Вокруг дерева хурмы прыгает крошечная девочка, словно тощенький лягушонок.

«Давно я не видел детей», – думает Якоб, глядя в сторону Дэдзимы.

– В первую неделю нашей жизни на вилле, в рощице, где буйно разрослись африканские лилии, Глория подошла ко мне и велела пойти сказать дяде, что она со мной кокетничала. Я был уверен, что ослышался. Она повторила просьбу: «Если вы мне друг, Мельхиор, а я молю Бога, чтобы это было так, потому что в этой дикой стране у меня больше никого нет, ступайте к моему мужу и скажите ему, что я призналась в неподобающих чувствах к вам! Скажите этими самыми словами, потому что они могли бы принадлежать вам». Я возразил, что не могу запятнать ее честь и подвергнуть ее опасности быть избитой. Она уверила меня, что если я не сделаю то, о чем она просит, или расскажу об этом разговоре дяде, тогда ее точно изобьют. Солнце озаряло рощу оранжевыми лучами, а Глория сжала мою руку и сказала: «Сделайте это для меня, Мельхиор». И я пошел.

Из печной трубы Дома глициний показывается дымок.

– Услышав мои ложные показания, дядя Тео согласился с моим великодушным диагнозом: нервный припадок, вызванный трудностями морского путешествия. В полной растерянности я отправился на прогулку по утесам, страшась того, что могло сейчас происходить на вилле. Однако за обедом дядя Тео произнес прочувствованную речь о семейных ценностях, доверии и послушании. После краткой молитвы он поблагодарил Бога за то, что тот послал ему жену и племянника, исполненных христианских добродетелей. Сестры ден Оттер звякнули ложечками по бокалам с коньяком и воскликнули: «Слушайте, слушайте!» Дядя Тео дал мне мешочек с гинеями и предложил дня на два, на три переселиться в Таверну Двух Морей…

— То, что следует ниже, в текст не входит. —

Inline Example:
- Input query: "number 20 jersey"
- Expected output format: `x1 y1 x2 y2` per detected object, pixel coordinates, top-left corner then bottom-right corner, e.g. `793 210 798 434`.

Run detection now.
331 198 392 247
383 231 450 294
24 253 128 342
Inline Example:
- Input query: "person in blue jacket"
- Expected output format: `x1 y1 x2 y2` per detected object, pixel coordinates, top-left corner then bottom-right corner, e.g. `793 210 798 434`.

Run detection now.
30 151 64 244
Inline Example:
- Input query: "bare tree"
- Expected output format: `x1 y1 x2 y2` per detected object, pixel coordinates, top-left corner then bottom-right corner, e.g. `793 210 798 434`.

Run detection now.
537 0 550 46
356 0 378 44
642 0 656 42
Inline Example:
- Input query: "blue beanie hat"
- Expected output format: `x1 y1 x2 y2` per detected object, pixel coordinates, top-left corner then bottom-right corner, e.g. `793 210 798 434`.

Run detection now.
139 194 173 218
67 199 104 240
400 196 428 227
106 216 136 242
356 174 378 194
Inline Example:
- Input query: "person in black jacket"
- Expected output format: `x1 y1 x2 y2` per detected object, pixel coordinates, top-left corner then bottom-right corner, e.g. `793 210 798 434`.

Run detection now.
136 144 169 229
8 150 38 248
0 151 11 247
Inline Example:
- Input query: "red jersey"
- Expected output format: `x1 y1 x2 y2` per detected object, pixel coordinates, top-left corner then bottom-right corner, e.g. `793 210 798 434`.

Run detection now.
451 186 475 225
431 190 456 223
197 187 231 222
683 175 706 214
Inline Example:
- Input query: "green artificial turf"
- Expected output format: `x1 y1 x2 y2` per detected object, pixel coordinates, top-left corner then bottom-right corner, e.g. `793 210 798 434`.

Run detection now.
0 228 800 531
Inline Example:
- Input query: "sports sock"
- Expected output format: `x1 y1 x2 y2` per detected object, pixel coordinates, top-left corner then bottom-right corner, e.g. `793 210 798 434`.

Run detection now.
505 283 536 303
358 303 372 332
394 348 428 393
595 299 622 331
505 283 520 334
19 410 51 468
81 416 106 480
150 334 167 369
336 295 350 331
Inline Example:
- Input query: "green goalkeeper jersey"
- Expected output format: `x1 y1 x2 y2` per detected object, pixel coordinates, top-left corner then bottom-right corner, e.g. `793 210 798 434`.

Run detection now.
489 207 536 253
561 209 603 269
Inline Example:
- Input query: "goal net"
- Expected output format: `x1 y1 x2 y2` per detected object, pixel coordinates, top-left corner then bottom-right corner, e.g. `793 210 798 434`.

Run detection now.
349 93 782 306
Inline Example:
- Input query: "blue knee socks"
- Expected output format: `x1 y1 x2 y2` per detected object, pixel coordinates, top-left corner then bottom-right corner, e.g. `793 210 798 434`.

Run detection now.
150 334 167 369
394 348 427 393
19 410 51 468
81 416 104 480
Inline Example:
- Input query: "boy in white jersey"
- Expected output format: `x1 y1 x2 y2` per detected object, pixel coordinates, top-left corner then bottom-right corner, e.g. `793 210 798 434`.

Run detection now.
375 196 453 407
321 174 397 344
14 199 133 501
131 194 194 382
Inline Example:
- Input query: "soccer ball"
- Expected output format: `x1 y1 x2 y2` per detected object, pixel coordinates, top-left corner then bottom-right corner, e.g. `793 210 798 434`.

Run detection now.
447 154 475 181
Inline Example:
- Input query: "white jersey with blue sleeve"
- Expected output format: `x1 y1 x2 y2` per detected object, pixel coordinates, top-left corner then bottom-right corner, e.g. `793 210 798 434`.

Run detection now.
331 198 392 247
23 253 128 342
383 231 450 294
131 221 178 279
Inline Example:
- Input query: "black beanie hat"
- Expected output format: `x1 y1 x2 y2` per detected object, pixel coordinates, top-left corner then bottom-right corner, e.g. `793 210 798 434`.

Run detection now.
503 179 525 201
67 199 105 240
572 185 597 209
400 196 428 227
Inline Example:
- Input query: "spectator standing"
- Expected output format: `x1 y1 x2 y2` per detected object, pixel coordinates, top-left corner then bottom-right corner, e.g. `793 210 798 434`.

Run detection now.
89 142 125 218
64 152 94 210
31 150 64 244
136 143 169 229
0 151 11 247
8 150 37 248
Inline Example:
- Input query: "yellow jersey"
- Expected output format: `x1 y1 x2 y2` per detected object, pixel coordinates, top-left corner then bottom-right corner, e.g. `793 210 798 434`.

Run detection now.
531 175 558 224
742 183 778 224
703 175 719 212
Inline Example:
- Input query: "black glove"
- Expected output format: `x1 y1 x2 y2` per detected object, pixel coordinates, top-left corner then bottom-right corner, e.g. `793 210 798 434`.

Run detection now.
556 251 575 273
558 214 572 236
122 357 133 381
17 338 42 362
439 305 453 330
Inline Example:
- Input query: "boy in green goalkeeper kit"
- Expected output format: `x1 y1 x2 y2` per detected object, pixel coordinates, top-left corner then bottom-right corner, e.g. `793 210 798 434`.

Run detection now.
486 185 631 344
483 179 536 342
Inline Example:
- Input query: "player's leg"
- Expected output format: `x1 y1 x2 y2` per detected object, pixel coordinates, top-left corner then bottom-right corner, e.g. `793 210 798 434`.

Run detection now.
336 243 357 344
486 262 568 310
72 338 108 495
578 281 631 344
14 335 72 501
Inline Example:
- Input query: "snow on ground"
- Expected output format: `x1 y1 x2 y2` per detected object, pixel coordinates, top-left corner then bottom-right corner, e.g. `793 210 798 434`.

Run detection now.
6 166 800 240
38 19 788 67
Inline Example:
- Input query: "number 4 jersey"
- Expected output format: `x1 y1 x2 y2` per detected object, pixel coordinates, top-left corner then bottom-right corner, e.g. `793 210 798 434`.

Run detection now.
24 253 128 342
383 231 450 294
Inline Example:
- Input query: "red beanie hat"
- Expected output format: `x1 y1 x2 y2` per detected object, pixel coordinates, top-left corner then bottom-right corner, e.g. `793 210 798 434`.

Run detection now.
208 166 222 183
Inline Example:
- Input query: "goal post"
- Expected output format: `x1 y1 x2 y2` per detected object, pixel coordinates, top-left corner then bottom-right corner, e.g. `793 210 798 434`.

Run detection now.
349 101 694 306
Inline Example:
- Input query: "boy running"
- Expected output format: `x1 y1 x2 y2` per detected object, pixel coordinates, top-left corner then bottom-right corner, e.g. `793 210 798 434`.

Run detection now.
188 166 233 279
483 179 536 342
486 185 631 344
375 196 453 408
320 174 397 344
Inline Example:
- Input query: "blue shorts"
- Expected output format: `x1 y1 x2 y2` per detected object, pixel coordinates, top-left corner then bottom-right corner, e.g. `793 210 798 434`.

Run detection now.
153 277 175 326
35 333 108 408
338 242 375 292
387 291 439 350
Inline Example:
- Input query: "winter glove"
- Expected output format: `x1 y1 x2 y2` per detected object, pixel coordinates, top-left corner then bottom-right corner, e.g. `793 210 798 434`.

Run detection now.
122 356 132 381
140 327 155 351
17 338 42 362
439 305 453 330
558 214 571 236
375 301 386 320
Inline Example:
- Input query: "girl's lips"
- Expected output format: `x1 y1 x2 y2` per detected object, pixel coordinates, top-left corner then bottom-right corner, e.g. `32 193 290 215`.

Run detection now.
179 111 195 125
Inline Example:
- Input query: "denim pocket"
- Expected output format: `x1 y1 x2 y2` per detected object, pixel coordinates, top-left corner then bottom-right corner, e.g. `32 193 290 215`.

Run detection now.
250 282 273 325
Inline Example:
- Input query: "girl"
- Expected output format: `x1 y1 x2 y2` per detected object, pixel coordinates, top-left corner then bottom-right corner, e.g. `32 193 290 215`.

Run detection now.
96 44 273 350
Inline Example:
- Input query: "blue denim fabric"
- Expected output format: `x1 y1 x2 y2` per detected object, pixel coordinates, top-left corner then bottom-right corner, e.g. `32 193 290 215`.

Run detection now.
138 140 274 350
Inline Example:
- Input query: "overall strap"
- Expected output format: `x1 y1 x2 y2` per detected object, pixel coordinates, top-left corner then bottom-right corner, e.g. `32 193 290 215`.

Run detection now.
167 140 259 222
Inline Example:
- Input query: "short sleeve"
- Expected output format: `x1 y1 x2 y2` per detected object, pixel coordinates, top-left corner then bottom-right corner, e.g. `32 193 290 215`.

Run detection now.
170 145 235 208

Внизу из боковой двери борделя выходит человек. «Он – это я», – думает Якоб.

– …но я бы скорее позволил переломать мне кости, чем разлучиться с Глорией. Я умолял щедрого дядюшку забрать обратно свои гинеи, а мне оставить пустой мешочек, чтобы у меня был стимул наполнить его плодами собственных трудов и добавить еще десять тысяч сверх того. Вся яркая мишура Кейптауна, заявил я, не стоит и часа в обществе дядюшки и, если время позволит, быть может, партии в шахматы? Дядя молчал, и я испугался, что пересластил чаек, но тут он сказал: возможно, большинство молодых людей тщеславные плуты, считающие, что им по праву рождения позволено проматывать родительские денежки, но его племянник – счастливое исключение, за что он безмерно благодарен небу. Он провозгласил тост за здоровье лучшего племянника во всем крещеном мире и, забыв хоть как-то скрыть свое нелепое испытание супружеской верности, присоединил к нему тост за «верную женушку». Он предписал Глории растить его будущих сыновей по моему образцу, а верная женушка сказала: «Надеюсь, они будут точь-в-точь похожи на нашего племянника, муж мой». После чего мы с Тео сели за шахматы, и я напрягал всю свою изобретательность, чтобы позволить дядюшке меня обыграть.

Перед лицом Якоба на миг зависает пчела, а потом улетает.

– Убедившись в верности Глории и моей, дядюшка стал со спокойной душой уезжать на весь день в город, вращаться в обществе. Иногда он даже ночевал в Кейптауне. Мне он поручил переписывать деловые бумаги, сидя в библиотеке. «Я бы взял тебя с собой, – говорил дядюшка, – но пусть местные кафры знают, что в доме есть белый человек, умеющий обращаться с кремневым ружьем». Глории оставались книги, дневник, сад при вилле и «поучительные истории» сестер. Этот родник иссякал к трем часам, когда выпитый за обедом коньячок погружал их в бездонную сиесту…

Кувшин ван Клефа, прокатившись по черепице, падает вниз и разбивается вдребезги во дворе Дома глициний.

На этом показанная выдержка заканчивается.